Chelsea explains that when her people came to America from Romania, the creature hid among them. It is a vampire. In order to protect the outside world, the group decided to build the fort in their attempt to keep the creature in it. Eventually, the vampire picked off each member of the town until only the three girls and their father, the Reverend, were left. The Reverend allowed the creature to feed off him slowly until visitors came. The only way to kill it (or those infected by its bite) is either by burning, a stake in the heart, or decapitation. Virginia sees Lemon's bite and tries to kill him, but Point aims his gun at her, not allowing them to kill his brother. He tries to comfort Lemon, as the women beg him to kill Lemon.
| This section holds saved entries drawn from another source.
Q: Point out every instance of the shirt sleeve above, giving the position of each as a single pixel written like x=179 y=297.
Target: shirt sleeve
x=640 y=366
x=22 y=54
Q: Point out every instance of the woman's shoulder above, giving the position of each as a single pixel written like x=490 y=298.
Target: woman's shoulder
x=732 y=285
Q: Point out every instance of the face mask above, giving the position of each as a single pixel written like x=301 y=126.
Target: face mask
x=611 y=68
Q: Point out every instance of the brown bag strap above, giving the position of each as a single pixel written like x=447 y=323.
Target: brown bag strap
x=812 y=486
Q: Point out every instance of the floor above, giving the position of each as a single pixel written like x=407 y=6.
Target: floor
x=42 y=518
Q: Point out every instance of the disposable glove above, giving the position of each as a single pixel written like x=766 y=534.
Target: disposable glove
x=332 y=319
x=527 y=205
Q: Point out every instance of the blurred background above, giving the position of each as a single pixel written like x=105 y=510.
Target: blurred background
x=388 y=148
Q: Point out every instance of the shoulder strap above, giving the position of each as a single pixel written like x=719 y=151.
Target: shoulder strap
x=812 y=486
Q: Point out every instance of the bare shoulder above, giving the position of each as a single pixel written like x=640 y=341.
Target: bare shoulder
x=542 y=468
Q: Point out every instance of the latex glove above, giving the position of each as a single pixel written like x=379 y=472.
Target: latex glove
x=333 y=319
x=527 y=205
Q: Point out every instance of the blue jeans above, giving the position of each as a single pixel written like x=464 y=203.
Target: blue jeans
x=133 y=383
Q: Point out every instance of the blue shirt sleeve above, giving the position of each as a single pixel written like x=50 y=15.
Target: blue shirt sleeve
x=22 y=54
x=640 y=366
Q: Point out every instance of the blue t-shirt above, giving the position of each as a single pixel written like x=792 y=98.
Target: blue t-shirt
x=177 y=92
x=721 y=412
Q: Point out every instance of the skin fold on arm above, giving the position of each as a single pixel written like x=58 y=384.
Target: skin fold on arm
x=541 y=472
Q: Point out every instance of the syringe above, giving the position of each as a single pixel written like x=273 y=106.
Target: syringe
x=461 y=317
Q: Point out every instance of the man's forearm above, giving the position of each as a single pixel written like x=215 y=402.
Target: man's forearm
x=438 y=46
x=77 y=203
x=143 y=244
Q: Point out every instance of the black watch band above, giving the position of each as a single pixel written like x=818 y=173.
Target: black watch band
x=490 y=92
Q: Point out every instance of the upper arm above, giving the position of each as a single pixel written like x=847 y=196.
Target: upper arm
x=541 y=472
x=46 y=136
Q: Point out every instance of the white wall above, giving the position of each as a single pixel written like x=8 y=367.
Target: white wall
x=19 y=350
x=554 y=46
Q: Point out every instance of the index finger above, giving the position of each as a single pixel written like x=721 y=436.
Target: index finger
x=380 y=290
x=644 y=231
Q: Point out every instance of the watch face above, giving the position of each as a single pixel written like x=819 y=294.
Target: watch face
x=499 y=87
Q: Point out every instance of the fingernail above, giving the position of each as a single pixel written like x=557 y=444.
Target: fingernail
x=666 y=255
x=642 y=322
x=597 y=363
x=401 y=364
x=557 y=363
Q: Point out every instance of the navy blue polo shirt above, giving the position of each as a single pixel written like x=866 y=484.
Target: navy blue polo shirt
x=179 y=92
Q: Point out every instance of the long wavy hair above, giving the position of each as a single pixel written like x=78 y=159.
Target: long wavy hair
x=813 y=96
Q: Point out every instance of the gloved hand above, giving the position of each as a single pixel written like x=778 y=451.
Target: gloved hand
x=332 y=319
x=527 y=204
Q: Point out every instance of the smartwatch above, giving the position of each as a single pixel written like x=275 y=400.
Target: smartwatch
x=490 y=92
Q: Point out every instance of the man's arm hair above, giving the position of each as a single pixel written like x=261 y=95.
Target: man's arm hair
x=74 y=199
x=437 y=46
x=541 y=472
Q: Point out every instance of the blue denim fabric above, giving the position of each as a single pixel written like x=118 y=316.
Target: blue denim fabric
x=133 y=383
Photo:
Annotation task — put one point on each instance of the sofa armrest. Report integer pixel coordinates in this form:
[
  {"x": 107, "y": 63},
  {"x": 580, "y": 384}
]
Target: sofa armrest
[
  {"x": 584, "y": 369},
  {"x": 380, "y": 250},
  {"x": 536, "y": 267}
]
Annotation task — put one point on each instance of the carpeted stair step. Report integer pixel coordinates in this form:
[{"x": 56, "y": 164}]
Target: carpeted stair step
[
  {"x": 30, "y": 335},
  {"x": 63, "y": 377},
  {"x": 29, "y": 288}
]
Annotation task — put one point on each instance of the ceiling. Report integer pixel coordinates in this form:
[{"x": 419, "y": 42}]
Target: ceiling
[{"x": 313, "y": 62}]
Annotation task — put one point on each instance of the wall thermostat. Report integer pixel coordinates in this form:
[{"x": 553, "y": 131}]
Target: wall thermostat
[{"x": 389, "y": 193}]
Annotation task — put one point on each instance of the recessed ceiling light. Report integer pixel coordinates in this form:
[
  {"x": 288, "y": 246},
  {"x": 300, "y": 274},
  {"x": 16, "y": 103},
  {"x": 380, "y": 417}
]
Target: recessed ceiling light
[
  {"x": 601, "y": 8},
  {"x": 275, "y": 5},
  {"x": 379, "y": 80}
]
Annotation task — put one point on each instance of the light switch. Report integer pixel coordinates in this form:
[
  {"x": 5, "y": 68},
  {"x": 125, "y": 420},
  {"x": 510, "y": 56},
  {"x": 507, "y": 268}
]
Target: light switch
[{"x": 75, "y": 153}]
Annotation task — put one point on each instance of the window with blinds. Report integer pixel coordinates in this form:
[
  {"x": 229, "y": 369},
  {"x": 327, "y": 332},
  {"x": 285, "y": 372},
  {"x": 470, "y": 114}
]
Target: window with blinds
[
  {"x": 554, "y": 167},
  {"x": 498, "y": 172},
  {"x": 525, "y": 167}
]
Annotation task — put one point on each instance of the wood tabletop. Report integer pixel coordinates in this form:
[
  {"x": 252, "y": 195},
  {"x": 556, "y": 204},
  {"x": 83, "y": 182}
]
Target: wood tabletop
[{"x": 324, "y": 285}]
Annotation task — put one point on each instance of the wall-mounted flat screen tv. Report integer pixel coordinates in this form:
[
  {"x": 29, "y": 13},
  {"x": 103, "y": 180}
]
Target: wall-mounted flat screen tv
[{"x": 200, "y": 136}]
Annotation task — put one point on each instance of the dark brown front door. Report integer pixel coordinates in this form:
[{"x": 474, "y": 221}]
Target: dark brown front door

A moment after Lemon dies, he rises as a vampire and attacks Virginia and bites her. He is then killed by Point. Chelsea is forced to use Virginia as bait for the creature so she and Point can kill it. They lower her into the pit. Sure enough, the creature comes to the pit. Point can't wait and knocks the creature in as Chelsea shuts the door. Point uses an axe to make holes in the door, pours gasoline in, and throws a lamp on it as Virginia shrieks from being attacked and then burned.

Chelsea and Point escape and watch the barn burn down, Chelsea takes Point's hand and he complies. The next morning, she opens the doors to finally leave the town. She then notices that Point is bleeding. It is a bite, either from Lemon or when he pushed the vampire. He looks at her in horror; she miserably shuts the doors, knowing it isn't over.

==Filming locations==

The episode was primarily filmed at Fort Edmonton Park, including the main fort and several other buildings.

==Ratings==

Fear Itself's premiere episode came in second next to Swingtown with 5.2 million viewers.

== Reception ==
Critical reception for "The Sacrifice" was mixed. Some criticism centered around the episode's story, which outlets such as Dread Central found underwhelming and overly familiar while also serviceable. The A.V. Club's Scott Tobias wrote that he was expecting more from the series as the "roster of directors is tantalizing", but that "Alas, tonight’s premiere episode, “The Sacrifice” turns out to be exactly the sort of middle-of-the-road fare that I'd feared this show would put out on semi-regular basis." Variety's Phil Gallo was more favorable, stating that the episode "displays astute attention to detail and craft, even if it does not necessarily scare the bejesus out of viewers".

In April 2020 ScreenRant posted an article discussing the cancellation of Fear Itself, noting that "The Sacrifice" "ended up being one of the weaker installments".